Schedule | Thur, 6–9pm @ WVH110 |
Staff | Jan Vitek and invited lectures by Konrad Siek. |
Contact | Piazza for all communication. |
Experts | John Tristan (ML Lead, Oracle Labs), Jiahao Chen (DS Manager, CapitalOne) |
Do you want to: Build a machine learning portfolio? Solve real data science problems? Improve your programming skills? Meet data science experts?
The class has the following data science pre-requisites: DS5110, DS5220 and DS5230.
This course encourages student to solve real-world data science problems by applying the skills they obtained in previous classes of their Data Science program. Students will gain practical experience with the key steps of any data science project, namely, data import, data tyding and transformation, statistical modelling, and visualization. The course combines a programming component in R with a machine learning component. Repeatability and reproducibility of results will be emphasized.
Data Science is a discipline that combines computing with statistics. A data analysis problem is solved in a series of data-centric steps: data acquisition and representation (Import), data cleaning (Tidy), and an iterative sequence of data transformation (Transform), data modelling (Model) and data visualization (Visualize).
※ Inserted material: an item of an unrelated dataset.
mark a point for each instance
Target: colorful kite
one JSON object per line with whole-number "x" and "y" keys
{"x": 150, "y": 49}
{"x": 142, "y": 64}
The end result of the process is to communicate insights obtained from the data (Communicate). This class will take you through all the steps in the process and will teach you how to approach such problems in a systematic manner. You will learn how to design data analysis pipelines as well as how to implement data analysis pipelines. The class will also emphasize how elegant code leads to reproducible science.
The class will feature a couple small starter projects and one class project in which students will deliver a solution to a real-world data analysis challenge. All projects will be done individually. Starter projects will be done in the R programming language, the class project can be done using any language or tool, but class staff will only be able to provide detailed support for technologies they are familiar with.
The goal of this class is to reinforce the Data Science practices that were discussed in previous classes. These are summarized by the six activities listed next (adapted from “The levels of data science class” by Jeff Leek).
The projects will focus on analyzing large dataset extracted from GitHub. The challenges that will have to be overcome will include large scale data acquistion (the target is 1 million projects), data cleaning (the data is not guaranteed to be clean, to the contrary it is know to be messy), data representation (how do we model the data), data storage (define a storage format, e.g. a relational database), how to analyze the data, choose machine learning techniques (NLP, clustering, etc.), and vizualize the results.
One paper that is an example of an analysis of GitHub data is “A large-scale study of programming languages and code quality in GitHub” by Ray et al. html.
Lectures will reviews basics of data science, reproducibility and depending on student interest and need, topics in machine learning, and programming: R, Markdown, dataframes, ggplot, tidyverse, Shiny.
The grade in this class will be entirely based on the final deliverables that consist of (a) a 1-minute elevetor pitch, (b) a 10-minute presentation, (c) a project report, and (d) a github repository with software.
Projects are individual.
Projects will be presented to a pannel of experts in data science. Currently two experts are confirmed: John Tristan and Jiahao Chen.